Le chef au col bleu-blanc-rouge, Claude Legras, lui avait pourtant laissé les clés d’une maison qui jouissait d’une excellente réputation. Au fil des saisons, ce chef au caractère bien trempé s’était taillé une solide réputation dans le monde des toques romandes. Longtemps doublement étoilé au Guide Michelin, Claude Legras savait, sait et saura toujours cuisiner ! Après plus de deux décennies derrière les fourneaux de ce temple de la gastronomie genevoise, le Meilleur Ouvrier de France décide de raccrocher son tablier en 2020 et tire sa révérence non sans émotion.
© Le Floris
Top Chef
Avec une vue imprenable sur le lac Léman et une terrasse panoramique à couper le souffle, le Floris a vraiment tout pour plaire. Malgré ces atouts, son emplacement loin du centre-ville représente un challenge pour la restauration moderne. Lionel Roques, nouveau propriétaire des lieux, désireux de redonner vie au restaurant et raviver la flamme des fourneaux, décide de faire venir le cuisinier Jean-Edern Hurstel début 2021 afin d’insuffler un vent de modernisme à son nouveau navire culinaire. En dépit d’avoir participé à la cinquième saison de Top Chef, le parisien est inconnu du public genevois (et du reste le restera). Après avoir opéré d’importants travaux de rénovation et lancé la refonte de deux espaces de restauration distincts, il ne manquait plus qu’à…
Jean-Edern Hurstel est annoncé en grande pompe. Les médias se précipitent, les réseaux s’affolent et les influenceurs s’empressent d’accourir à l’occasion de dîners organisés (et donc gratuits). Comment déclencher une telle ferveur autour d’un cuisinier qui n’a encore rien prouvé sur le sol genevois ? Où sont donc passés le respect des fondamentaux d’un métier si difficile nécessitant d’incalculables sacrifices ? L’humilité, la discrétion et la constance sont la base : trois qualités que Jean-Edern Hurstel a laissé en chemin lors de son passage en terre helvétique.
© Le Floris
Beaucoup de bruit pour rien
Ces quelques lignes ne sont pas réjouissantes. Car même si l’arrivée de Jean-Edern Hurstel a fait grand bruit, ce sont des chuchotements à voix basse qui ont ponctué son départ ; sans compter les dommages collatéraux subis par l’établissement et les employés. Des hommes et des femmes qui ne publient point leurs déplacements sur les réseaux sociaux, que ce soit sur le Circuit de Formule 1 à Monaco ou les gradins de Roland-Garros, à peine quelques semaines après l’ouverture, contrairement au cuisinier en exode. Ce dernier a même été l’égérie d’une marque horlogère de renom comme le sont Usain Bolt ou Dwayne Wayde ; quelle erreur de casting ! L’horlogerie ne partage-t-elle pas les mêmes valeurs que la cuisine : précision, technicité, minutie et… discrétion ?

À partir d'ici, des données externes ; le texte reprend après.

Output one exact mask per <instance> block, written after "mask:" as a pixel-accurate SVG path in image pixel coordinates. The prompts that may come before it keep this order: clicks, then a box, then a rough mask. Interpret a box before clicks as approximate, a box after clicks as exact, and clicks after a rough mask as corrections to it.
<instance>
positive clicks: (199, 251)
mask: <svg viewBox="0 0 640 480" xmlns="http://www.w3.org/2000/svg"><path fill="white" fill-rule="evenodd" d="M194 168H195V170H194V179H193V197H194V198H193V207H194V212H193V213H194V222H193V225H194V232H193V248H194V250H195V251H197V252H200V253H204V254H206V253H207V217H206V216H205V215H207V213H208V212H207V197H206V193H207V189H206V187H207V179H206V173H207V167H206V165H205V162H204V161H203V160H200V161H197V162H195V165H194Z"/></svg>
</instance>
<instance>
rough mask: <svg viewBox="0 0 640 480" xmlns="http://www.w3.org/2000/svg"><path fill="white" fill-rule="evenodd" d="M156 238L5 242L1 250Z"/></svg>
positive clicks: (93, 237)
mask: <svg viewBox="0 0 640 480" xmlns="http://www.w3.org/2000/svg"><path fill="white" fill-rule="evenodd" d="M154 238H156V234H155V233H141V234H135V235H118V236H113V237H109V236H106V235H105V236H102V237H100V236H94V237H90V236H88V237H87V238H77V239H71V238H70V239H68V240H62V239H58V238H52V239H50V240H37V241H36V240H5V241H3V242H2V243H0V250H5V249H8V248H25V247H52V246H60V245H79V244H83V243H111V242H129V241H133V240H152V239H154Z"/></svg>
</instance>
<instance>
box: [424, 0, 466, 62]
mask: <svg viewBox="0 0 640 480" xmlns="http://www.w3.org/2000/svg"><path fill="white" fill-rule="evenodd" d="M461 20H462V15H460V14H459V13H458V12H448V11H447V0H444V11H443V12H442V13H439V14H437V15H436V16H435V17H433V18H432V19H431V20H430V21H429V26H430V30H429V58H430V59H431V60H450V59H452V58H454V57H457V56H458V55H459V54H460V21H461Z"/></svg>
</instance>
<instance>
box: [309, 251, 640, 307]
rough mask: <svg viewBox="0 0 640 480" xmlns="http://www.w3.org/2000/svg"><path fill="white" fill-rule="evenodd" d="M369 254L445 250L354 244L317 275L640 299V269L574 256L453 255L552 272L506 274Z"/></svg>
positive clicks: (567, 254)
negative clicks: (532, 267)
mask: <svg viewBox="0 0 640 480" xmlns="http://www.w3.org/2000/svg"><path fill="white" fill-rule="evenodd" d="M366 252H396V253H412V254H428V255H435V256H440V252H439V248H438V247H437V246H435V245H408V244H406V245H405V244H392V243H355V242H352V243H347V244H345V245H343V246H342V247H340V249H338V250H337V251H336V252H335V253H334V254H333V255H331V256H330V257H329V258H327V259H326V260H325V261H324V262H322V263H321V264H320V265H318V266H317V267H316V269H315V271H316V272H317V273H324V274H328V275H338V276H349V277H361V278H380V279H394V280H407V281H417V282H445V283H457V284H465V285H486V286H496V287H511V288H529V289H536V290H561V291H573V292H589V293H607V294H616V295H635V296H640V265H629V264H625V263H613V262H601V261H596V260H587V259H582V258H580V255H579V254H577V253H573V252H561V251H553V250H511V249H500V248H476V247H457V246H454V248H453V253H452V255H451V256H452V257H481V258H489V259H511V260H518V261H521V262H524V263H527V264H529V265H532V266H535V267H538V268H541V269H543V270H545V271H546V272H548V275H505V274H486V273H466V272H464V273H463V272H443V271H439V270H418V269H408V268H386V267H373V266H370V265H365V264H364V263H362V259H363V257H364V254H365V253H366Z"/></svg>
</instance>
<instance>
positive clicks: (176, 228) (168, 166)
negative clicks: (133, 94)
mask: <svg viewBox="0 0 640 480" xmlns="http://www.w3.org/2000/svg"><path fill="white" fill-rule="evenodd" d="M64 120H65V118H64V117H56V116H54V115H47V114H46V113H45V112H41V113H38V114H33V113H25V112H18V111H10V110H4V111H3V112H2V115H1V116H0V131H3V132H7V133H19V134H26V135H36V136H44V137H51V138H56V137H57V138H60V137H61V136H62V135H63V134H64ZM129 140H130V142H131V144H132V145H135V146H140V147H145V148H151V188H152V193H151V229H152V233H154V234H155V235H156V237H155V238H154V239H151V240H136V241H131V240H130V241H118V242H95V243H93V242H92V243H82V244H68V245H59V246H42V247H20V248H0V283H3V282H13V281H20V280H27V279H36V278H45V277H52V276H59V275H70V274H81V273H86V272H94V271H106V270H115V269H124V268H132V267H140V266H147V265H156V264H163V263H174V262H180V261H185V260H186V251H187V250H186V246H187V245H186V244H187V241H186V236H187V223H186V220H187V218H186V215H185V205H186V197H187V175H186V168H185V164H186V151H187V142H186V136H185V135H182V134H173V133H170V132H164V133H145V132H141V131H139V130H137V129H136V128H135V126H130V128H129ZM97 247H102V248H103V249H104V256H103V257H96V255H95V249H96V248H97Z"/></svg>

Sur une note positive, le chef Philippe Audonnet débarque à la rescousse pour sauver la barque à la dérive. Ancien patron des cuisines de l’Hôtel d’Angleterre puis du Café des Banques avant l’arrivée de Yoann Caloué, il relève le challenge et accepte le défi Floris. Souhaitons-lui bonne chance ! Jean-Edern Hurstel, quant à lui, a quitté la cité de Calvin par la petite porte. Que cette histoire serve de leçon à ceux qui pensent que Genève est une fille facile ! Détrompez-vous ; c’est une femme de goût qu’il faut courtiser, séduire et aimer avec tact, élégance et passion. Sa clientèle est exigeante, passionnée par la cuisine et voyage énormément ; Genève est l’une des villes les plus complexes en matière de restauration. Les vrais professionnels le savent depuis longtemps !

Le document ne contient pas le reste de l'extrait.